Above is a map showing all quakes in the last 30 days along the North American and Pacific Plate boundaries. I have also added the great quakes of 2011 (Honshu) and 1957 (Alaska). Credit USGS.
As if to confirm the madness, yesterday, the USGS recorded the 18th and 19th major quakes (magnitude 6 or higher) in just the last nine days. However, one of them just happened to equal the 6th biggest major quake in modern human history—The magnitude 8.8 off the Eastern coast of Kamchatka, Russia, which was followed by another 4 massive aftershocks rocking the area, including a massive Magnitude 8. All the recorded quakes were extremely shallow, the most dangerous type.
The whole day was busy with seismic energy. Earlier, another shallow magnitude 6.2 quake rocked Indonesia, and a powerful, shallow, magnitude 6.6 struck the Macquarie Islands, South of Australia. Add to that a very deep magnitude 6.6 rocked the Fiji Islands.

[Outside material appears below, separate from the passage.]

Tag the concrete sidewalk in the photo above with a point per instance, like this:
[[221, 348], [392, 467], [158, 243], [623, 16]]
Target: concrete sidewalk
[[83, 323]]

What makes this July surge interesting is that so far, the total number of major quakes in 2025 has been considerably lower than the average number this century; however, with the recent burst, parity with other years has now been reached. The total so far this year is now 79 major quakes (mag 6 or higher). Last year at this time, the count was just 60, but in 2023, 83, and in 2022, 77. There is, of course, another five months to go before the end of this year arrives; if this surge continues, who knows, as the world enters a period of increasing uncertainty, we could yet see a record-breaking seismic year? Hopefully not.
It is worth keeping an eye on the volatile Pacific and North American Plate, engulfing Russia's Kamchatka region and the Aleutian Islands, West of Alaska. No less than 13 major quakes (mag 6 or higher) have been recorded along this fault line in the last 9 days, 21 for the whole year. There are some incredible volcanic ballistics going on in this area too, with no less than 7 volcanoes erupting or showing activity right now, and remember, this is the same fault line which caused the deadly mag 9.1 Honshu quake (Fukushima) in March 2011 and a mag 8.6 off the coast of Alaska in 1957, see USGS images below.
The incredible record-breaking year of 1957 saw the USGS record a new record total for major quakes (mag 6 or higher) in one year, with an incredible total of 205. Unfortunately, for reasons unclear, they decided to devalue the number to 175. Incidentally, 1957 had the record-breaking number of sunspot activity too, coincidence?
Left, credit USGS
A rise in seismic and volcanic activity often coincides with solar activity on our Sun; however, spaceweather has been relatively calm during this particular earthquake spike. According to Spaceweather.com, there's a sunspot on the farside of the sun so large, it is affecting the way the whole sun vibrates. It's the big black blob in this helioseismic image of the whole sun, see below. The sunspot will turn to face Earth about 10 days from now. We wait with bated breath!